- Born: 1917 Akron, Ohio, U.S.
- Died: 2001 (age 84) Los Angeles, California, U.S.
- Occupation(s): Real estate developer, philanthropist
- Spouse: Eva Konheim
- Children: Neil Konheim Bruce Konheim Lyn Konheim Terri Cooper Konheim

= George Konheim =

American real-estate developer

George Konheim (1917-2001) was an American real estate developer and philanthropist.

==Early life==
George Konheim was born to a Jewish family in Akron, Ohio in 1917. He had a brother and two sisters. At the age of eight, he began selling newspapers in the morning and bagels in the evening. He dropped out of high school and worked as a vegetable pushcart. However, he studied engineering at night school and eventually worked for Pratt & Whitney during the Second World War.

==Career==
In Ohio, Konheim ran a gas station chain called George's Super Service Gas Stations and an auto-painting franchise called Deb.

In 1947, Konheim founded Buckeye Construction Co., a real estate development company headquartered in Beverly Hills, California. Initially, they built private residences in Beverlywood and Cheviot Hills, two neighborhoods of Los Angeles around the Hillcrest Country Club. Three years later, in 1950, he partnered with Bram Goldsmith and focused on commercial buildings. Some of their best-known buildings are the City National Bank building in Downtown Los Angeles, the Bank of America Building in Beverly Hills and the Academy of Motion Picture Arts and Sciences headquarters on Wilshire Boulevard.

==Philanthropy==
Konheim donated to the Boy Scouts of America, the Child Welfare League of America, the City of Hope National Medical Center, the Jewish Federation of Los Angeles and the Los Angeles County Museum of Art (LACMA). He was a co-founder of the Los Angeles Music Center.

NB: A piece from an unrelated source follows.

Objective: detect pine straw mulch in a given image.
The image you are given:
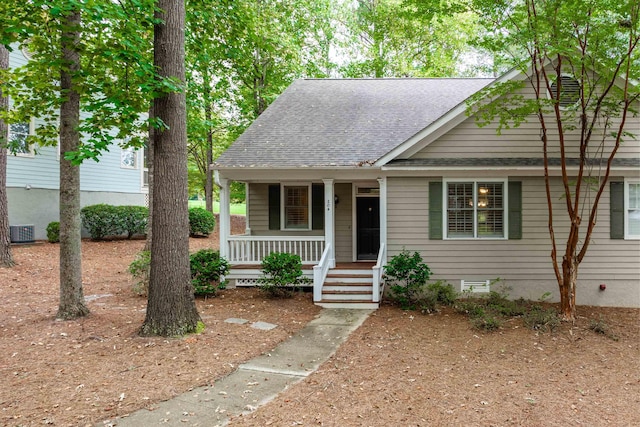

Konheim established the Vista Del Mar Child and Family Services in Cheviott Hills, a recovery center for abused children and adolescents. He also created the Neil Konheim Know Your Body Program, taught in school districts throughout California.

Konheim helped found the Temple Beth Am on La Cienega Boulevard in Los Angeles. He also encouraged Hank Greenberg and Sandy Koufax to publicly support the Maccabiah Games, and he funded the all Southern California athletes for Games in 1961 and 1965. He was inducted into the Southern California Jewish Sports Hall of Fame.

==Family and death==
Konheim was married to Eva Konheim. They resided in Beverly Hills, California. Their son Neil died in a jetliner crash in China in 1982. They had two additional sons, Bruce and Lyn, and a daughter, Terri Cooper.

Konheim died in 2001. Services were held at Temple Beth Am in Los Angeles.